Channel-phenomenon (or jingluo phenomenon, in Chinese) is a special sensational phenomenon discovered by traditional Chinese medicine over two thousand years ago. When stimulating certain points on a patient's skin, the patient will have a sensation moving along specifiable routes, terminating at the location of disease or the top of the head. With a definite distribution pattern on the human body, such specifiable routes are named jingluo by traditional Chinese medicine and constitute the theoretical and practical basis for the treatment of acupuncture. In modern medicine, this propagated sensation along channels can be called "moving topesthesia", or "perceptual extension."
For many years researchers on channel-phenomenon had concentrated their efforts on attempting to discover a concrete tubing structure below the specified routes. They wanted to find an observable anatomical structure or particular physical basis so as to ground the channel-phenomenon on a solid basis. According to their understanding, the essence of channel-phenomenon had to lie in particular anatomical tubes as a physical basis. Without such a physical basis, the channel-phenomenon could not have real objective existence. However, although tremendous amount of labor and energy were invested in the hope of finding particular anatomical tubes for channels, it was done in vain. Consequently, Chinese intellectual research on channel-phenomenon came to silence.
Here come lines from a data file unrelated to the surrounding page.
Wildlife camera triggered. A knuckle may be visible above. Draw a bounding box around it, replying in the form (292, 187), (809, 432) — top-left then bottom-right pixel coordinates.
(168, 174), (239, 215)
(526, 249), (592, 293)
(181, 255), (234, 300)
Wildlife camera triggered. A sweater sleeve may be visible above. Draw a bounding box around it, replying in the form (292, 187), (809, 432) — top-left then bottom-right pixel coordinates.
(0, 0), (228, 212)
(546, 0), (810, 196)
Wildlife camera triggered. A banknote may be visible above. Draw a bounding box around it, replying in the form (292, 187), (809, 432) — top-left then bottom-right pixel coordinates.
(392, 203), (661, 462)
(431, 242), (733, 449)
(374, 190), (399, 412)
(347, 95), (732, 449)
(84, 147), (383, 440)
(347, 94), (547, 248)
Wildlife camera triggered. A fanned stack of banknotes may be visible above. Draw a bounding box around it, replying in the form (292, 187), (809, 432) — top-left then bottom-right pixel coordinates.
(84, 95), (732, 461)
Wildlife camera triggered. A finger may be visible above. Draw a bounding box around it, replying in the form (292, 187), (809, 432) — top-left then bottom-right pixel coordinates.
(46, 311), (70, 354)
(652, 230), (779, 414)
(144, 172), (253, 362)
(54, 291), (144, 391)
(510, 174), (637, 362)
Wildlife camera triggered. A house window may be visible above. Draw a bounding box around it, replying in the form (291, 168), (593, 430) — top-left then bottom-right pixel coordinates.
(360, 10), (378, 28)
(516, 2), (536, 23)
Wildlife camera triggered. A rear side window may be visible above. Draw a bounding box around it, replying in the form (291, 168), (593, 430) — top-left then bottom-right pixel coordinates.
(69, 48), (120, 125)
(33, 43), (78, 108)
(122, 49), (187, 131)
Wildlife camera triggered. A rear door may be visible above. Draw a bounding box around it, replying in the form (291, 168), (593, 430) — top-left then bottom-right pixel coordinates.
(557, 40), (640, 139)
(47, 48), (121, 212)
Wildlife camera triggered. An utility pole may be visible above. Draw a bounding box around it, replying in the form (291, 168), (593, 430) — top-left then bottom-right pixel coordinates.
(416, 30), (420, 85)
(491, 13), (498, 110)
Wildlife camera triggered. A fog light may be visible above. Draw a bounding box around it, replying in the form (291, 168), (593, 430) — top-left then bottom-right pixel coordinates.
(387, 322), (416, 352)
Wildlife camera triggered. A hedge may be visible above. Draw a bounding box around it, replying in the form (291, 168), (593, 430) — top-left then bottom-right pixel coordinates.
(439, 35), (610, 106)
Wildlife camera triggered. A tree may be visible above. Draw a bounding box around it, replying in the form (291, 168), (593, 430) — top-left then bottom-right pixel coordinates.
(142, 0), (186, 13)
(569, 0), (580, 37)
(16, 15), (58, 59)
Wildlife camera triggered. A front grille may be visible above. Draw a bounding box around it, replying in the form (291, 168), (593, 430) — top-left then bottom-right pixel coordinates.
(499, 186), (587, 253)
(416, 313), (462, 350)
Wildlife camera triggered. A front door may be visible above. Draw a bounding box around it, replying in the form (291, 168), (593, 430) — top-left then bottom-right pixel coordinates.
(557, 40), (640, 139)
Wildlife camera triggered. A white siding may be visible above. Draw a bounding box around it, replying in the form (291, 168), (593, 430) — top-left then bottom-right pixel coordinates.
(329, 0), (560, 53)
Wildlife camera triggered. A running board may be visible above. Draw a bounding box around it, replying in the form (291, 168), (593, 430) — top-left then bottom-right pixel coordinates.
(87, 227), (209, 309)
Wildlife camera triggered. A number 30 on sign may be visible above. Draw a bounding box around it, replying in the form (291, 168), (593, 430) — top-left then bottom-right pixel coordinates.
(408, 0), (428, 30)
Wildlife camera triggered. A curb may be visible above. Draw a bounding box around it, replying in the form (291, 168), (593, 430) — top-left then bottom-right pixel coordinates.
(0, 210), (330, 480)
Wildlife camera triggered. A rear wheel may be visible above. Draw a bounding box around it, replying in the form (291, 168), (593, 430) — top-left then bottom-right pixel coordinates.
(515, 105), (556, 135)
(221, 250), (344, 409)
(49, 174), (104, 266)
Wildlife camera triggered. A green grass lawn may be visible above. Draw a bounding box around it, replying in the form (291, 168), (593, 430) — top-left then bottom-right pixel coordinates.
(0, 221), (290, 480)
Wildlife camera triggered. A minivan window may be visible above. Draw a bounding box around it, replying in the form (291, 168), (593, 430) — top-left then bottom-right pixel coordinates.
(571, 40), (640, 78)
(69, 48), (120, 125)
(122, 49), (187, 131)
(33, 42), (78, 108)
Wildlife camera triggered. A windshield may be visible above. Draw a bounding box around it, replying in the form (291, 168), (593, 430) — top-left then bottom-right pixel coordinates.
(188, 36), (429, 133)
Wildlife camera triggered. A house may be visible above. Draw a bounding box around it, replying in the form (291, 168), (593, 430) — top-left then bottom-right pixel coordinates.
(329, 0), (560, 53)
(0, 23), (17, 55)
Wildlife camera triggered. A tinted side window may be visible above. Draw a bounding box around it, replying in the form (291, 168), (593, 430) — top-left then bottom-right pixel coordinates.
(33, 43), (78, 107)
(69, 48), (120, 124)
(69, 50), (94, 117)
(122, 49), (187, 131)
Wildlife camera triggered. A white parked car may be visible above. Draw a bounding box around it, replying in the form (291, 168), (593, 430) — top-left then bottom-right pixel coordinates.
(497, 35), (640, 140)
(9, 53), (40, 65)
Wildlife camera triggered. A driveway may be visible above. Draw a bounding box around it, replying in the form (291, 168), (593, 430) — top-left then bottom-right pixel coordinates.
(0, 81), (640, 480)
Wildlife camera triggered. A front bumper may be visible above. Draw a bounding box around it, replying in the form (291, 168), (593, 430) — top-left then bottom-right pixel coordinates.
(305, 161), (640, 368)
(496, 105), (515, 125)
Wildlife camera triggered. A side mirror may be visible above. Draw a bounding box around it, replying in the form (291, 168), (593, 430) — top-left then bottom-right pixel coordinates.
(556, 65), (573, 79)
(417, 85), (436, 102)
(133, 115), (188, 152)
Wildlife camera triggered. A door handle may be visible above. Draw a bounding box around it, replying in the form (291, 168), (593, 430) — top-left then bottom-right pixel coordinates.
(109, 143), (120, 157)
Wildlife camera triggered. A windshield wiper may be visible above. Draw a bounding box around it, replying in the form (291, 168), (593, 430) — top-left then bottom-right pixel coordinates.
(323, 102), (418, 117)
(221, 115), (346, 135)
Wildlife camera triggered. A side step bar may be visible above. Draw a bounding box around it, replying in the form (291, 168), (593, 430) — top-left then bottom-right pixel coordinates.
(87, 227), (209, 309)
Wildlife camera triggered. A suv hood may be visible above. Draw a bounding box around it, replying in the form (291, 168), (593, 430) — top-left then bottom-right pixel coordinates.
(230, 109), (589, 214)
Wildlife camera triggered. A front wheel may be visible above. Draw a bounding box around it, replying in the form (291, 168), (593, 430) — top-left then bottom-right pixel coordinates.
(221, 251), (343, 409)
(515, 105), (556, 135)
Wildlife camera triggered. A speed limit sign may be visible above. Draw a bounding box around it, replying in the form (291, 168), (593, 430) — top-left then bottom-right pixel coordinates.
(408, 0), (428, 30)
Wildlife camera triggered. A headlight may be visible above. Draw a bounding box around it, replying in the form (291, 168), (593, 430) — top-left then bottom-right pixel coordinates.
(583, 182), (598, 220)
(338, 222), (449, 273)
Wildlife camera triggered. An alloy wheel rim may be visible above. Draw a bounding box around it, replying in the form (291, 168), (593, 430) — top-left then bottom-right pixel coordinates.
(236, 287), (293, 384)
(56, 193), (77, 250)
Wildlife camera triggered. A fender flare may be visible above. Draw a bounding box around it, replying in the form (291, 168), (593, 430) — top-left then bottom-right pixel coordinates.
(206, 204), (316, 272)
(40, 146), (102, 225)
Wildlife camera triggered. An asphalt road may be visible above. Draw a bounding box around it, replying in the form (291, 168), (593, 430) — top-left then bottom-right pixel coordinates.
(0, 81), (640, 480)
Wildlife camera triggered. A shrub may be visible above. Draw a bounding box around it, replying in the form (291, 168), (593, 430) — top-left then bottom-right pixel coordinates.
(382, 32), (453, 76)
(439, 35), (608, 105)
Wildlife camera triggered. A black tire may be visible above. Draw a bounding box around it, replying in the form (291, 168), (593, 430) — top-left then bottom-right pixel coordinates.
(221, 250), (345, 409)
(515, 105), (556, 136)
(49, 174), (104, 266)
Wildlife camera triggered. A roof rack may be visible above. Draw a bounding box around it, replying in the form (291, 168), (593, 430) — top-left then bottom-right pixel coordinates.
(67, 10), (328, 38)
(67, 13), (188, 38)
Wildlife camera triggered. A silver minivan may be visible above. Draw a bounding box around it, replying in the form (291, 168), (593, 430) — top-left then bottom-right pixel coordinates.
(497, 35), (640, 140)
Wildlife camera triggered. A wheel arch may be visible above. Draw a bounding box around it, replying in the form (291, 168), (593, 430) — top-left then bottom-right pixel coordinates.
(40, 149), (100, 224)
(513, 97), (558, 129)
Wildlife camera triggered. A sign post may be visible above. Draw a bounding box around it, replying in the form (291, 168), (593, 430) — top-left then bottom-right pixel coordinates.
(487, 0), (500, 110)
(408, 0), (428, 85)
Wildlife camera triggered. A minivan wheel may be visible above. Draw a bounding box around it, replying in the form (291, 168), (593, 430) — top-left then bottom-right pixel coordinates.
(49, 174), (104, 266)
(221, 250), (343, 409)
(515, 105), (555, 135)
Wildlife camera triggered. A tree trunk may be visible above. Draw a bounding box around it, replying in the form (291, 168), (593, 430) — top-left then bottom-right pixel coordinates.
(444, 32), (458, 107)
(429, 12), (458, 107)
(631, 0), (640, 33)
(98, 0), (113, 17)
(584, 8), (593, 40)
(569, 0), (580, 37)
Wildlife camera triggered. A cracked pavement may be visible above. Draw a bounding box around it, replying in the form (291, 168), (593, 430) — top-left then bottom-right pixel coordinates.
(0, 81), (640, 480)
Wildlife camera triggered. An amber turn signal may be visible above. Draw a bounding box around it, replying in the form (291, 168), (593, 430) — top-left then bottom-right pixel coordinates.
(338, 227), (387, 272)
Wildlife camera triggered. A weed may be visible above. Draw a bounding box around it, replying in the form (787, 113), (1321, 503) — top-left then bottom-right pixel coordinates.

However, it is mistaken to believe that the essence of channel-phenomenon has to lie in a particular physical basis. The propagated sensation along channels as a phenomenon has been there for thousands of years and continue to be confirmed by patients in the present time. Why must research on channel-phenomenon be separated from patients’ vivid experiences and instead be focused only on looking for special anatomical structures? On reflection, it happened that some had held a very narrow-minded and simplified notion of objectivity. Indeed, objectivity does not always require a particular physical basis. Patients’ experiences and feelings are equally objective facts for intellectual research.
Fortunately, as we can learn from the lessons and experiences we had in the past, we will readjust our research orientation. With the recent publication of the two new books about higher clinical neurology in the field, it looks that the research on channel-phenomenon will encounter its renaissance.